あおむしの恋はちょっぴり☆オブザデッド

はやく人間になりたいオブザデッド

ガメラ対宇宙怪獣バイラス

2023-06-10 11:40:35 | U-NEXT
1968大映。僕たち今、ガメラと競争してるんだ。

怒涛の第四作目。「妖怪百物語」と同時上映だったようですね。…これ正直百物語のほうが人気だったんじゃねえかな…。
開始5分でいきなり地球を救うガメラは最初からクライマックスなアベンジャーズ的演出で度肝を抜かれましたが。

前作から続く子供向け路線をさらに強化。「大人も楽しめる子供映画」から「東映まんが祭り」方面に深化しました。
マサオ君とジム君の小学生二人が主人公。
ガメラの子供好きがさらに加速して一緒に遊んであげたり敵に人質に取られた子供たちのために降伏したりして楽しい。完全に意思疎通。
子供たちと一緒にバリアに閉じ込められたガメラがバリアの裾をちょびっとめくって逃がしてあげるのとかかわいい。
かわいいといえば敵のバイラス星人の宇宙船がミツバチのお尻を5つ並べたみたいでかわいい。
船内もハニカム構造を基調としていてかわいい。
そこで出されるサンドイッチも六角形でこだわっててかわいい。

それくらいかなー。

あとはマイナス面が目立ったかな。
ガメラの脳内映像という名目での過去のバルゴン戦、ギャオス戦の使いまわしとか。バルゴン戦に至ってはほぼ全編使ってた感。
さらにギャオス戦には目撃者として前作主演の現場監督が出てんだよ。ガメラ脳内なのに人間目線ってどうなのという以前に、現場監督役の本郷さんは本作でも別人役で出てるのに。
やっつけが過ぎるというか、手塚スターシステム的(ゴジラの高島忠夫みたいな)な物へのアイロニーとも言えなくはなくもないけども。まあただのやっつけだろうなー。

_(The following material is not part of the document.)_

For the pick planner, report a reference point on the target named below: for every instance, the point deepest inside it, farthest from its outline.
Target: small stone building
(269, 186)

その後もガメラの街破壊シーンまでも過去作の切り抜きを今作で起こった事態として使いまわす。前々作の黒部ダム破壊の再放送で「ん?」とはなるんだけどカラー映像の合間に一作目の白黒映像もまんま使うとはなあ。
予想したまさかね…が現実になる絶望感。よりによって白黒を使いまわすかね。
ゴジラのガバラ戦よりひどい。
東京タワーは2年ちょっとで再建したのにまたバイラス星人に名指しされたうえ壊されました。
当時は映画公開終了後、作品のビデオ販売もテレビ放映もないというのが前提であり、子供映画なんて今作が初見のガキばっかりだし、例え前作を観てたってどうせ覚えてねえだろし、どうせ子供は怪獣が暴れてりゃあ満足するから。
っていうのが透けて見えちゃうのはなあ。
結局予算と製作期間の問題なんだろうけど、前作が熱量をもって制作した「子供向け映画」だとすると、今作はこれでくらいで大丈夫だろという「子供だまし映画」になってしまっているなあという印象ですね。

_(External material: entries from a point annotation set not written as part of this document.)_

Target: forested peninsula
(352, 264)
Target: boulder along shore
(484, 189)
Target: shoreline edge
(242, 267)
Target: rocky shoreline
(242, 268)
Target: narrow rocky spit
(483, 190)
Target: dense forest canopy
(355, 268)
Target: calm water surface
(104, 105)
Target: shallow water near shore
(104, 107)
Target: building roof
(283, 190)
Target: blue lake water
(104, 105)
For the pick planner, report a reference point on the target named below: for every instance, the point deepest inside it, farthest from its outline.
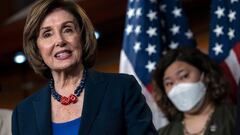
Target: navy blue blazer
(113, 105)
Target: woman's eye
(168, 84)
(46, 35)
(185, 76)
(68, 30)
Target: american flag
(224, 45)
(151, 27)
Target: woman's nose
(59, 40)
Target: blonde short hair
(36, 15)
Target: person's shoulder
(25, 103)
(119, 77)
(226, 110)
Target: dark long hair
(217, 86)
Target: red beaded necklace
(73, 98)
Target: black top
(223, 122)
(113, 105)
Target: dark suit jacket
(113, 105)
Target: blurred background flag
(151, 27)
(224, 45)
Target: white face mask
(186, 96)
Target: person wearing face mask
(192, 92)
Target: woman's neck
(197, 122)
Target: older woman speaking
(60, 45)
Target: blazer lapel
(94, 92)
(42, 108)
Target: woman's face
(59, 40)
(179, 72)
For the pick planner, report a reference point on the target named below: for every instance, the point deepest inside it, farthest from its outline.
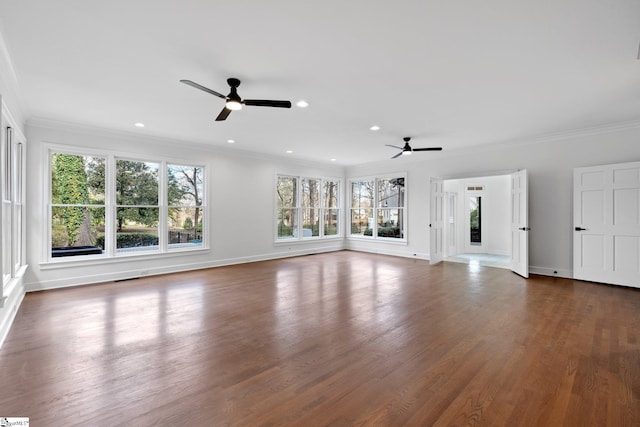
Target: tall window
(12, 233)
(378, 208)
(307, 207)
(137, 208)
(185, 193)
(77, 204)
(105, 206)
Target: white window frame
(110, 252)
(299, 233)
(12, 195)
(374, 236)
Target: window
(77, 204)
(137, 208)
(307, 207)
(12, 233)
(185, 190)
(104, 206)
(378, 208)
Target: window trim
(12, 197)
(300, 238)
(110, 251)
(374, 237)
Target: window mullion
(162, 206)
(110, 206)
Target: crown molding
(58, 125)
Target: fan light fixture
(233, 105)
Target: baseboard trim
(545, 271)
(10, 309)
(176, 268)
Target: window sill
(390, 240)
(296, 240)
(90, 260)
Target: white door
(436, 234)
(606, 220)
(520, 223)
(450, 232)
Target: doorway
(478, 225)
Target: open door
(436, 242)
(606, 220)
(520, 223)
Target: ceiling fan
(233, 100)
(407, 150)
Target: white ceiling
(449, 73)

序盤で主役の子供たちが披露した特技を終盤で伏線として使用したり、この二人が自らを犠牲にしてもいいから地球を救ってほしいと懇願するシーンなんかもあって、プロットとしては基本に忠実でありつつ熱い展開もあり決して映画として破綻させないようにしているだけに、もったいないなーとつくづく思う。

ホラー目線では人間状態のバイラス星人の眼だけ光るやつとか飛ばした腕の断面とか最高でした。5人並べて首をはねるシーンもショッキングで最高。
あとガメラが今までで一番グロくてエグいダメージを受けますが、あまんり意に介してないようで安心しました。